Last May, I had introduced into the Legislative Council of the Northern Territory a Bill for the establishment of a scheme for police cadets. While it is intended that this scheme will be open to all youths between the ages of 16 and 19, its primary aim is to attract Aboriginal youths into the Northern Territory Police Force. By bridging the period between the time a youth usually leaves school and the minimum age for recruitment as a constable, the scheme will, I hope, overcome the present problem of having to attract youths away from an established and at times better paying occupation into the Force. This legislation which was enacted by the Legislative Council at its August session, commenced operation on 23 September, 1 974.

In addition, the Public Service Board has approved a proposal for the employment of 12 Aborigines as police liaison assistants to be attached to 6 of the larger police stations in the Northern Territory. The stations are- Darwin, Alice Springs, Gove, Groote Eylandt, Katherine and Tennant Creek. The object will be to fill these positions with mature persons (both men and women) who have a respected status in the Aboriginal community in these areas where they are stationed. Their duties will be to assist Aborigines who are brought into the police station. While the assistants will not have any police powers they will act as interpreters; they will endeavour to ensure that persons brought into the station understand the charges laid against them and will generally attend to the welfare of Aborigines in police custody. In addition, the assistants will perform work of a clerical nature at the station to which they are attached and as required may act as interpreters in the court. Details of a six week training course have been finalised and recruitment is proceeding with the assistance of the Department of Aboriginal Affairs. An announcement of successful applicants will be made in the near future.

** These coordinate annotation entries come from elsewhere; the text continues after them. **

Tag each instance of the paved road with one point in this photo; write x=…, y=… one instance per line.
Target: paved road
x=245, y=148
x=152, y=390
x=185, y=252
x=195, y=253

I also recognise the need stated by the honourable senator for ‘the training of both the legal profession and magistrates in an understanding of Aboriginal culture, law and way of life where those legal practitioners or magistrates are involved in trials involving Aboriginals’. From time to time, seminars and other courses are held in various parts of Australia which deal with Aboriginal customs and problems associated with Aboriginals and the law. It has been and is my policy to ensure that legal officers of the Department and magistrates stationed in the Northern

Territory participate in such activities. In July, the Chief Magistrate for the Territory, a brother magistrate and two senior officers of the Department attended a seminar on ‘Aboriginals and the law’ conducted by Monash University, Melbourne. More recently, the Northern Territory Police Commissioner and two senior Departmental officers attended a conference on Community Relations in Alice Springs convened by the Australian Frontier Organisation. While I cannot speak for lawyers in the private sector of the profession in the Territory, I have no doubt that they too see the need to understand and appreciate the problems confronting Aborigines appearing before the courts.

The problems I have mentioned are not, of course, confined to the Northern Territory. The honourable senator and the Senate may be assured that I will endeavour to see that the States adopt similar measures to assist Aborigines in their dealings with the law.